Last Tuesday I was in Edinburgh for the launch of my Alphabet Poems at the Lighthouse bookshop. I was with fellow Mariscat poet, Vickie Husband, who read the whole of her pamphlet Sykkel Saga, an enthralling journey through the Arctic Circle in Northern Norway.
It was great to see some familiar faces in the audience – friends from Cumbria and a fellow writer from last autumn’s Tŷ Newydd poetry masterclass. The bookshop was full and extra chairs were brought in – always a good sign. I read C, A. D, W, V, G, J, Q and Z – not in alphabetical order, you might object, but they weren’t written in alphabetical order. Having the letters on cards seemed to work well – at least people could remember what letter I was reading about and no one complained it was like being back in a primary classroom.

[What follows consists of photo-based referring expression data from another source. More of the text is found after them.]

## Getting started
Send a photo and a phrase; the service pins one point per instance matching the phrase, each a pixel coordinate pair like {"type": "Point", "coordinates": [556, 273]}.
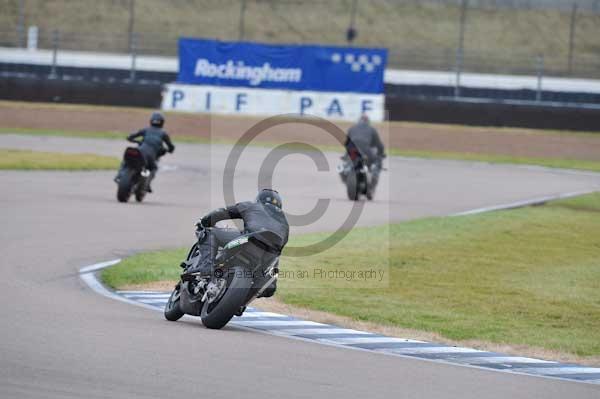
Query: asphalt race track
{"type": "Point", "coordinates": [60, 339]}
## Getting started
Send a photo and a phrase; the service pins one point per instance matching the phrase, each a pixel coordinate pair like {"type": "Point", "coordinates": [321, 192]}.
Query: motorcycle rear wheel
{"type": "Point", "coordinates": [124, 188]}
{"type": "Point", "coordinates": [352, 186]}
{"type": "Point", "coordinates": [217, 314]}
{"type": "Point", "coordinates": [140, 191]}
{"type": "Point", "coordinates": [172, 309]}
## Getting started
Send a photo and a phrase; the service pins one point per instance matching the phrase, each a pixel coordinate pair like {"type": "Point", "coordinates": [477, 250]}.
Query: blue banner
{"type": "Point", "coordinates": [291, 67]}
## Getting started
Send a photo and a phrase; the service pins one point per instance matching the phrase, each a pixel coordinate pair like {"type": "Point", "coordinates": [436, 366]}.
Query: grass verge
{"type": "Point", "coordinates": [593, 166]}
{"type": "Point", "coordinates": [35, 160]}
{"type": "Point", "coordinates": [528, 277]}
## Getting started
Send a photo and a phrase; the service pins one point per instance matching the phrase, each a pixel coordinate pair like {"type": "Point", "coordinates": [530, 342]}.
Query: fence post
{"type": "Point", "coordinates": [572, 37]}
{"type": "Point", "coordinates": [241, 28]}
{"type": "Point", "coordinates": [540, 73]}
{"type": "Point", "coordinates": [461, 46]}
{"type": "Point", "coordinates": [133, 50]}
{"type": "Point", "coordinates": [21, 24]}
{"type": "Point", "coordinates": [55, 42]}
{"type": "Point", "coordinates": [351, 32]}
{"type": "Point", "coordinates": [131, 24]}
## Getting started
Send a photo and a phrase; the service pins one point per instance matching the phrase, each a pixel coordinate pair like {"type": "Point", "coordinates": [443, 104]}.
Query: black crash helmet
{"type": "Point", "coordinates": [268, 196]}
{"type": "Point", "coordinates": [157, 120]}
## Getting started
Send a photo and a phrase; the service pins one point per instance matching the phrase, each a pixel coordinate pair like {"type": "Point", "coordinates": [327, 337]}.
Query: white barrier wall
{"type": "Point", "coordinates": [267, 102]}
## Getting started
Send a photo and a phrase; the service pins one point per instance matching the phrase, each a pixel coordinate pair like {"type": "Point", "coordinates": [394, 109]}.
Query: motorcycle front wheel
{"type": "Point", "coordinates": [217, 314]}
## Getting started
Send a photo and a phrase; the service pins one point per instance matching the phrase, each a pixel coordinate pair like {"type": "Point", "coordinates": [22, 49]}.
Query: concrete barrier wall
{"type": "Point", "coordinates": [401, 108]}
{"type": "Point", "coordinates": [479, 113]}
{"type": "Point", "coordinates": [81, 92]}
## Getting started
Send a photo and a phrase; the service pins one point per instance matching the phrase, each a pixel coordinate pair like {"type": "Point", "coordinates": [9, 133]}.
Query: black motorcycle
{"type": "Point", "coordinates": [245, 268]}
{"type": "Point", "coordinates": [359, 178]}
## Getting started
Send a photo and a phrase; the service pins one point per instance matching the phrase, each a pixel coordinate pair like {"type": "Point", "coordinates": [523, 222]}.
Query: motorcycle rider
{"type": "Point", "coordinates": [364, 138]}
{"type": "Point", "coordinates": [265, 213]}
{"type": "Point", "coordinates": [151, 145]}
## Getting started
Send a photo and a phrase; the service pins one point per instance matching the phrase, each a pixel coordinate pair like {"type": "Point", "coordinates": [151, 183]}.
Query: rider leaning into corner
{"type": "Point", "coordinates": [364, 137]}
{"type": "Point", "coordinates": [265, 213]}
{"type": "Point", "coordinates": [151, 145]}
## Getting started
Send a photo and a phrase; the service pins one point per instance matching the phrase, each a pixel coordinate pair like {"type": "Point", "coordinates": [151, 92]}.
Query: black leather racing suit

A big thank you to Hamish Whyte and Diana Hendry of Mariscat Press for publishing my poems and for organising such a successful launch.
The Lighthouse bookshop is a small bookshop with a big poetry section (I bought Isabel Galleymore’s Significant Other). The poetry selection was impressive not only for the number of books and pamphlets but also for the variety of poets and publishers represented, including work from several very small presses.
The Lighthouse describes itself as Edinburgh’s Radical Bookshop. I hadn’t realised that I had spent most of the evening under that banner and it was only later that I discovered its significance. Poetry is radical.
Alphabet Poems is published by Mariscat Press
ISBN 978 1 9160609 2 0
AND A RIVER –
The Avon, to be precise. The name comes directly from the Welsh for a river, afon, but the previous week I was a long way from my Welsh home. I was staying at Holland House in the village of Cropthorne, Worcestershire. The house is half-timbered and thatched (very Midlands), with a well-cherished garden running down to the river Avon.
I was on the Second Light Poetry Residential week – a chance to devote a whole week to poetry without interruptions. There were creative writing workshops from two excellent tutors, Mimi Khalvati and Caroline Price, and opportunities to workshop our own poems. Several of us took the opportunity to give short readings of our work. A ‘let your hair down’ evening (not difficult for me!) found me reading my Shakespeare poem ‘Crab’, in the voice of the dog in the Two Gentlemen of Verona. There were readings and sessions from two surprise mystery guests who turned out to be Alison Brackenbury and Myra Schneider.
But above all it was the positive, encouraging atmosphere created by the brilliantly organised and generous Dilys Wood and Anne Stewart that made the week so special. It was the most stimulating and imaginative poetry course I have ever attended.
And the Avon flowed past, from Shakespeare’s Stratford Upon ---- down to the sea.